Nature-based solutions are one of the primary mechanisms we can deploy to reverse the adverse impacts of climate change. Examples of these solutions include rainforest conversation, re-forestation efforts, and peatlands renewal. These solutions are currently funded with the voluntary carbon credits market – this is small, but likely to grow massively by 2030, especially considering the pledges that came out of COP26. However, this current market is also flawed, involving labour-intensive manual auditing, as well as being peppered with scams that have damaged overall trust in the market among potential investors.

4C therefore aims to create a trusted and decentralised marketplace, where investors will be able to fund nature-based solutions with confidence, by purchasing trusted carbon credits in order to implement independently verifiable and accountable nature-based solutions. To achieve this, we are using a combination of large-scale data processing and decentralised Tezos smart contracts to create verifiable transactions that link back to trusted primary observations.

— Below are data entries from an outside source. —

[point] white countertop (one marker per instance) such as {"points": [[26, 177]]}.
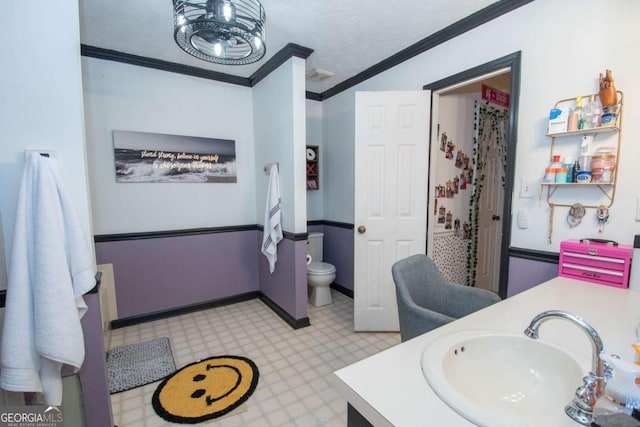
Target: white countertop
{"points": [[389, 388]]}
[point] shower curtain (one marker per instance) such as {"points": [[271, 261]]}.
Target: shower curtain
{"points": [[491, 129]]}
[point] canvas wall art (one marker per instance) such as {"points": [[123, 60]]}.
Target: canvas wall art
{"points": [[152, 157]]}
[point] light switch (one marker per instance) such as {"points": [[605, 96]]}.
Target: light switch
{"points": [[527, 189]]}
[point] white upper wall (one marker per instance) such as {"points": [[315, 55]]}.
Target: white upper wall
{"points": [[41, 102], [126, 97], [315, 210], [564, 48], [280, 136]]}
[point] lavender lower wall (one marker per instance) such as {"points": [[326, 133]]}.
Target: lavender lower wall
{"points": [[169, 272], [287, 286], [526, 273]]}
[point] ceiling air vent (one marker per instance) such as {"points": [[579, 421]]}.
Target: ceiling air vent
{"points": [[318, 75]]}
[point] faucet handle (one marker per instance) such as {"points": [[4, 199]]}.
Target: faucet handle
{"points": [[586, 393]]}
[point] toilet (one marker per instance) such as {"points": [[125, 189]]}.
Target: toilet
{"points": [[319, 274]]}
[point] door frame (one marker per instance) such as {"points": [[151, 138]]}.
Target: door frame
{"points": [[512, 61]]}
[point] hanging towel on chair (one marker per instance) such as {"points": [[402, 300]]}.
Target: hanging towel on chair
{"points": [[51, 267], [272, 216]]}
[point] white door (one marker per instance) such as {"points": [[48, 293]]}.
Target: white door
{"points": [[391, 157]]}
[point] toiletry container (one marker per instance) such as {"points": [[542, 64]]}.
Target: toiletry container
{"points": [[568, 164], [621, 393]]}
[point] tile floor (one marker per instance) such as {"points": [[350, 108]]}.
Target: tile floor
{"points": [[293, 389]]}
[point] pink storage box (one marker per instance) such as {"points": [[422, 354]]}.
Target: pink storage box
{"points": [[595, 261]]}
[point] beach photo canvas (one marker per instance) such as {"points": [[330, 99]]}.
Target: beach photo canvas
{"points": [[152, 157]]}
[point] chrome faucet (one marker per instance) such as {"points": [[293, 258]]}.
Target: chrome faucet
{"points": [[580, 408]]}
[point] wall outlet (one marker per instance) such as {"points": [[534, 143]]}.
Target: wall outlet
{"points": [[527, 189]]}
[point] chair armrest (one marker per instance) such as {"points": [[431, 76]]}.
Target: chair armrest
{"points": [[416, 320], [463, 300]]}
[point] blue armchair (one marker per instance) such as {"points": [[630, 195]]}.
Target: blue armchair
{"points": [[426, 300]]}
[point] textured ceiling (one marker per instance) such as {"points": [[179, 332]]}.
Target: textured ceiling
{"points": [[347, 36]]}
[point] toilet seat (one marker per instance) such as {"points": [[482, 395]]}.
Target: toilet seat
{"points": [[317, 267]]}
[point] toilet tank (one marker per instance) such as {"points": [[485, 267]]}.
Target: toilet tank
{"points": [[314, 246]]}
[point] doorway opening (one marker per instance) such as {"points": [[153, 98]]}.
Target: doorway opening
{"points": [[469, 231]]}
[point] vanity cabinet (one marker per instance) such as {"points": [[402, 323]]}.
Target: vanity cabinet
{"points": [[571, 142], [313, 167]]}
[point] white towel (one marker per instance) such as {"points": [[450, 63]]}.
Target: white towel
{"points": [[51, 267], [272, 216]]}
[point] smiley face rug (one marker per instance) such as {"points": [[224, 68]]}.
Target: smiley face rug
{"points": [[205, 389]]}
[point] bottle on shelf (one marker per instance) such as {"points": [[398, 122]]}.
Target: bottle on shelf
{"points": [[574, 172], [567, 163], [580, 112]]}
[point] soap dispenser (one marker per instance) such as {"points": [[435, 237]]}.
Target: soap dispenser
{"points": [[622, 392]]}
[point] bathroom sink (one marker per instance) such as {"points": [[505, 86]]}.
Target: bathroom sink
{"points": [[495, 378]]}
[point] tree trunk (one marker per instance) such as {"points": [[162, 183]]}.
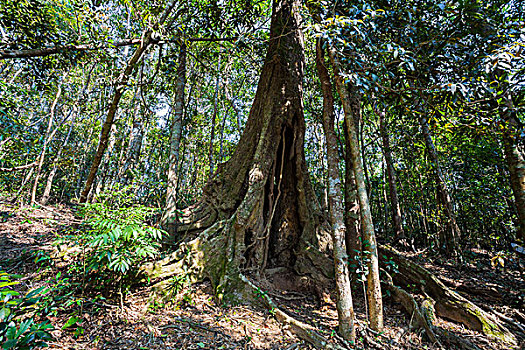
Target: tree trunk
{"points": [[375, 302], [52, 173], [345, 308], [47, 138], [448, 303], [394, 201], [452, 231], [353, 242], [514, 156], [213, 119], [169, 218], [259, 210]]}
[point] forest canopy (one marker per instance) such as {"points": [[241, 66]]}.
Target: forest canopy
{"points": [[251, 136]]}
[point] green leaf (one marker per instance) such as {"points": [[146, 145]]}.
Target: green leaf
{"points": [[71, 322]]}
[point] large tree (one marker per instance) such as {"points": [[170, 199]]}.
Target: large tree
{"points": [[259, 210]]}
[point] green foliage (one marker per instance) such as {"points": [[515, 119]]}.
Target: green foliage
{"points": [[114, 238], [18, 329]]}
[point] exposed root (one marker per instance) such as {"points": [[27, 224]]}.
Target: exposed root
{"points": [[417, 318], [448, 303], [302, 330]]}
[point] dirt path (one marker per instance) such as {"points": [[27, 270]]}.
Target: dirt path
{"points": [[194, 320]]}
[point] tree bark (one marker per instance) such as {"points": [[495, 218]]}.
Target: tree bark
{"points": [[169, 218], [353, 242], [452, 232], [513, 148], [448, 303], [47, 138], [345, 308], [52, 173], [213, 119], [120, 86], [392, 187], [375, 302], [259, 210]]}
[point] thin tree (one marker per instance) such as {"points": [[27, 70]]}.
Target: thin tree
{"points": [[375, 301], [169, 217], [345, 308]]}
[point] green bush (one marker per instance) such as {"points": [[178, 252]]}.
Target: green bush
{"points": [[114, 238], [18, 329]]}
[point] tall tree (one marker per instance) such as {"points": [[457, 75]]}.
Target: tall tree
{"points": [[392, 187], [149, 37], [169, 217], [375, 301], [345, 308]]}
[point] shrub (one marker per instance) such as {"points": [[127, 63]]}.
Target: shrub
{"points": [[18, 329]]}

For now, these efforts are focused on preventing deforestation. Planting trees and engaging in re-forestation efforts are worthwhile but do not go far enough, especially considering how long the process of growing new trees takes. Forest preservation is a much more immediate solution, especially considering that old forests will have significantly better biodiversity. It is vital to identify ways in which we can avoid deforestation being the only viable financial option. Beyond deforestation, this technology may also be applied in other areas such as seagrass and peatland conservation.

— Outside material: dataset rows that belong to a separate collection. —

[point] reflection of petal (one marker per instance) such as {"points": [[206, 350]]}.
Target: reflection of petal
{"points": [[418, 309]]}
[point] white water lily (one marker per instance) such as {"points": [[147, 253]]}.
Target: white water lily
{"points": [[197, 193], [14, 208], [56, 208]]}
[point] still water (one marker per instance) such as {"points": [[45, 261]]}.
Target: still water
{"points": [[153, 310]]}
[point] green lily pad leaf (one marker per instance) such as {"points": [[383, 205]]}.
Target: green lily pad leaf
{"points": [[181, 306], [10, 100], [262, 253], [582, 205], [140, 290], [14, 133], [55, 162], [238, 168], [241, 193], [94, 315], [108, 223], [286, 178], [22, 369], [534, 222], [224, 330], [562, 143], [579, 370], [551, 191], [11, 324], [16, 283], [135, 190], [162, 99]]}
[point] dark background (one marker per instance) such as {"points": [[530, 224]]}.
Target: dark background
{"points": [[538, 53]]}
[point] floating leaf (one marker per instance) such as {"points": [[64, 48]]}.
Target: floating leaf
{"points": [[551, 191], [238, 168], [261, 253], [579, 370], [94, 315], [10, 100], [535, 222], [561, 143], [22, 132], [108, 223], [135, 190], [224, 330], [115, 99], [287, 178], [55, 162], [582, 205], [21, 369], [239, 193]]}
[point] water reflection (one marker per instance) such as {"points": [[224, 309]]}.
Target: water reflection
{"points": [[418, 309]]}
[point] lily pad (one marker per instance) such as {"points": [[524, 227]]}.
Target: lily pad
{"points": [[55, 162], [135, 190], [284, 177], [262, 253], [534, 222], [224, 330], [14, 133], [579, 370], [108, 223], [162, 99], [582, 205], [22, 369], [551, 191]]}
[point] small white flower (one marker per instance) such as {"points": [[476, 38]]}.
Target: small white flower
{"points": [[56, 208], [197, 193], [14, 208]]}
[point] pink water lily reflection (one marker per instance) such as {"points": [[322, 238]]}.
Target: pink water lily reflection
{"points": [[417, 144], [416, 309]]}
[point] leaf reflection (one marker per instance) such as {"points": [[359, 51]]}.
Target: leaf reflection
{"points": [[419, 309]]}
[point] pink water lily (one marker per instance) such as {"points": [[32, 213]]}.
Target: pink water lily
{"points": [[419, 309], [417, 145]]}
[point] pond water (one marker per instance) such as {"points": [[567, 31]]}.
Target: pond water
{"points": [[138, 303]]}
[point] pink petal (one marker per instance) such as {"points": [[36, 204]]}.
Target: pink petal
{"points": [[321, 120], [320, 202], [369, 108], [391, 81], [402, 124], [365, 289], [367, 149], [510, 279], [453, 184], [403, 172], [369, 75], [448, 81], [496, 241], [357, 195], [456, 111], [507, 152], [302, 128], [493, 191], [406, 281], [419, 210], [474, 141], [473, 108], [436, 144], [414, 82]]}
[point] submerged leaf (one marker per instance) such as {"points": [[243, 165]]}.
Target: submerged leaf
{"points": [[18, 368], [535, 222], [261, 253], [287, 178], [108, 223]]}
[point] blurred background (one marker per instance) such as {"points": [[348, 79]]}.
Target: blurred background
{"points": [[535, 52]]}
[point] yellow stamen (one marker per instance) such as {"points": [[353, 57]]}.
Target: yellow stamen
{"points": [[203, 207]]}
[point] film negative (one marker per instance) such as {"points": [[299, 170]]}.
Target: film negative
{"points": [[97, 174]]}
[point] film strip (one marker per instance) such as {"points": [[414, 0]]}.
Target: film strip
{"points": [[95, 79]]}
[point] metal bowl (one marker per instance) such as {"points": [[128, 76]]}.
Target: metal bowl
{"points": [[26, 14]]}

The trusted primary observations will come from satellite imagery, which allow us to accurately track deforestation processes. We will then use digital twinning techniques to form metrics around this and build a voluntary carbon market based on Tezos carbon tokens. The use of Tezos opens the door to engagement from a variety of market makers to improve the ease with which trusted carbon offsets can be tracked, but without imposing large transaction fees for proxies as are present in the current carbon trading world.

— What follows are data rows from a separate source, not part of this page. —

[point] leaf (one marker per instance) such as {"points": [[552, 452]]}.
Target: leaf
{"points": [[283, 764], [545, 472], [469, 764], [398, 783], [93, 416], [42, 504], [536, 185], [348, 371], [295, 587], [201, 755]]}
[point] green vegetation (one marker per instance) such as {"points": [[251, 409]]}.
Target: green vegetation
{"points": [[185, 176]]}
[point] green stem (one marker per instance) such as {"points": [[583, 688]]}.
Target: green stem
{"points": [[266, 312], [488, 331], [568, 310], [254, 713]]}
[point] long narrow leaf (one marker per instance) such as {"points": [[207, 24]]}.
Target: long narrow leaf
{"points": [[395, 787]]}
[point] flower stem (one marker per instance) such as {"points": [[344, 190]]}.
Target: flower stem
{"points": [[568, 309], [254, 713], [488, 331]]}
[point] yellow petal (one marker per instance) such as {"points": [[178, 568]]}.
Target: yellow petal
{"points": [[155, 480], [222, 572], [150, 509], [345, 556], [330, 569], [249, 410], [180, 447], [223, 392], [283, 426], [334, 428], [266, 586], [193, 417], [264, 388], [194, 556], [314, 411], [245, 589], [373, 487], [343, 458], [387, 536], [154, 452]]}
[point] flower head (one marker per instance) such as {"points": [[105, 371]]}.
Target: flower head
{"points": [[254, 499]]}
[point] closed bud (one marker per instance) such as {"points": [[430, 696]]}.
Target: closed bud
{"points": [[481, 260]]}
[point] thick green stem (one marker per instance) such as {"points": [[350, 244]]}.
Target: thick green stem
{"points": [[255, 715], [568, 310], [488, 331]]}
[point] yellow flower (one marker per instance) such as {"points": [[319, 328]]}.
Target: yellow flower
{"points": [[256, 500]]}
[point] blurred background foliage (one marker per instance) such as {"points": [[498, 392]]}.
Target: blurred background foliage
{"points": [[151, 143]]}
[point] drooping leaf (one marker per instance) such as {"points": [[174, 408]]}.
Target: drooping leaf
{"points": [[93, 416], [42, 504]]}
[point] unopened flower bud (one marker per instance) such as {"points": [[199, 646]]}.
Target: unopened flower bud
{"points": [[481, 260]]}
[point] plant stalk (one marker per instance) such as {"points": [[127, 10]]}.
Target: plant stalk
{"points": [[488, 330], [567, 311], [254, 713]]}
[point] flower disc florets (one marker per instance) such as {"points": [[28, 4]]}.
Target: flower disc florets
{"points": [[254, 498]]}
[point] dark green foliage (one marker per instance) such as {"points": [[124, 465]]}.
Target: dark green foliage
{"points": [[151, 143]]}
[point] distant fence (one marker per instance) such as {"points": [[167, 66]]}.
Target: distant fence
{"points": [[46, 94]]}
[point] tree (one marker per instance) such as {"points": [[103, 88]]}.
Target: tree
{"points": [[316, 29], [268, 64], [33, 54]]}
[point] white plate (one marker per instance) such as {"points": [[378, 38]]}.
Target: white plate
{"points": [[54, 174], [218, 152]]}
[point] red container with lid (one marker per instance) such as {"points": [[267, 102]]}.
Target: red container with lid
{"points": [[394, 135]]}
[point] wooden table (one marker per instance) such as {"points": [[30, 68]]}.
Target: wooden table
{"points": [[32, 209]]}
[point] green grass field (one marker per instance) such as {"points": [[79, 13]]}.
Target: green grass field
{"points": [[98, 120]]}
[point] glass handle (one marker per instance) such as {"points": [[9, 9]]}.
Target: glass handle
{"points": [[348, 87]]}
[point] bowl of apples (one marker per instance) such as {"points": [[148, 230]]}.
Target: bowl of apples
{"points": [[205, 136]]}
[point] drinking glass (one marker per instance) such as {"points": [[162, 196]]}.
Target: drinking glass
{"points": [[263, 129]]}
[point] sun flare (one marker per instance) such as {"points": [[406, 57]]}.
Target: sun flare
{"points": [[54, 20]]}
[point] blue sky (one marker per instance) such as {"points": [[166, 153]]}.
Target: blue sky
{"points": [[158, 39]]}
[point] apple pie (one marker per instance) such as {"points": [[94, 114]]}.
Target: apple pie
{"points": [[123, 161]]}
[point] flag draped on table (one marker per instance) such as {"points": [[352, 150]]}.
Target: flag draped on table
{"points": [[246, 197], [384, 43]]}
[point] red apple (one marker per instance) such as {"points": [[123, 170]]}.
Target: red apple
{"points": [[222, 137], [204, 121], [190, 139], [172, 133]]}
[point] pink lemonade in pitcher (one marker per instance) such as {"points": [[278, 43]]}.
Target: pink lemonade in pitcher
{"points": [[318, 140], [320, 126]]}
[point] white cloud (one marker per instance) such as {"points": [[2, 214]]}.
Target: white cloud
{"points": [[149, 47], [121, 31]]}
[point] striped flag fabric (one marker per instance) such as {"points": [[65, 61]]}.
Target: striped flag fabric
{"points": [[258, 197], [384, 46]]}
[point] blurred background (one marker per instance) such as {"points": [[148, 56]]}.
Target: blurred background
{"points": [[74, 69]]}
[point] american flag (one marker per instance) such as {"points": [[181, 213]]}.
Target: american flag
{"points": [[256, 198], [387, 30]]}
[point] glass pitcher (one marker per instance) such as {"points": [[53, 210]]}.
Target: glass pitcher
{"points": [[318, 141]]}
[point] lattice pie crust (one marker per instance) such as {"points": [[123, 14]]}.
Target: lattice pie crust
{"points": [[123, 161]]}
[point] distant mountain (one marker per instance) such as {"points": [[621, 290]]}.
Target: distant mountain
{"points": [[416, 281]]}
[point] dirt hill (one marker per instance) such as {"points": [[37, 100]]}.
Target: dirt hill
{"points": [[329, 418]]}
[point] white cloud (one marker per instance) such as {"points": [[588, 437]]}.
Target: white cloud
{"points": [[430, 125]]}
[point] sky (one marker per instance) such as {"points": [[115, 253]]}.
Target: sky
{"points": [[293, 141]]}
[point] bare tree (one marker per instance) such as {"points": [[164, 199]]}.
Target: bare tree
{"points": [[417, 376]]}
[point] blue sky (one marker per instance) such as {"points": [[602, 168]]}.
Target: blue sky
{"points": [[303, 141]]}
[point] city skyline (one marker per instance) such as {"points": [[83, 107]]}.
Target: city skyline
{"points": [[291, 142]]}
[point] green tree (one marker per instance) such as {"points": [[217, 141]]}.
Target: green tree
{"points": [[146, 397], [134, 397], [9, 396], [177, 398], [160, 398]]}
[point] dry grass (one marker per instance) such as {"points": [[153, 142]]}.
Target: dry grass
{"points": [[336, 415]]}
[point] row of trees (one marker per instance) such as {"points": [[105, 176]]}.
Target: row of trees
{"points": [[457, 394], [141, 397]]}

In doing this we must consider three properties. The first is additionality, referring to the new interventions we will be putting in place to reduce deforestation. The second is leakage, meaning the possible negative consequences which this intervention might have elsewhere (for example, reducing supply in one area increasing demand in another). Finally, we must consider the permanence of these interventions – once a given project ceases, will outcomes revert to their prior values, or will we (ideally) see some stabilisation of long-term solutions.

4C is hoping to benefit from meaningful engagement with Pembroke’s Corporate Partnership Programme and the wider College community. Deforestation prevention is just the first target for our marketplace, and we are planning to deploy additional primary observation techniques in 2022 involving batteryless sensors, drone sensing and hyperspectral sensing technologies.  All of these will enable us to scale out the supply of nature-based solutions while retaining the all-important verifiability we need to reduce our overall emissions worldwide. Personally, I am also looking forward to the creation of the new Interspatial Room on the Mill Lane site; a low-latency ubiquitous computing room which will also function as an interactive gateway to explore our global conservation efforts.

Anil Madhavapeddy is an Associate Professor at the Department of Computer Science and Technology in the University of Cambridge, and a Fellow of Pembroke College.  He has worked in industry (NetApp, Citrix, Intel), academia (Cambridge, Imperial, UCLA) and startups (XenSource, Unikernel Systems, Docker) over the past two decades. He directs the Cambridge Centre for Carbon Credits (4C) and also conducts research into functional programming and systems research. He is a long-time maintainer on open-source projects such as OpenBSD, OCaml, Xen, and Docker, and a seasoned entrepreneur who advises companies on technology strategy (currently Zededa, Tezos Foundation, Tarides, and others).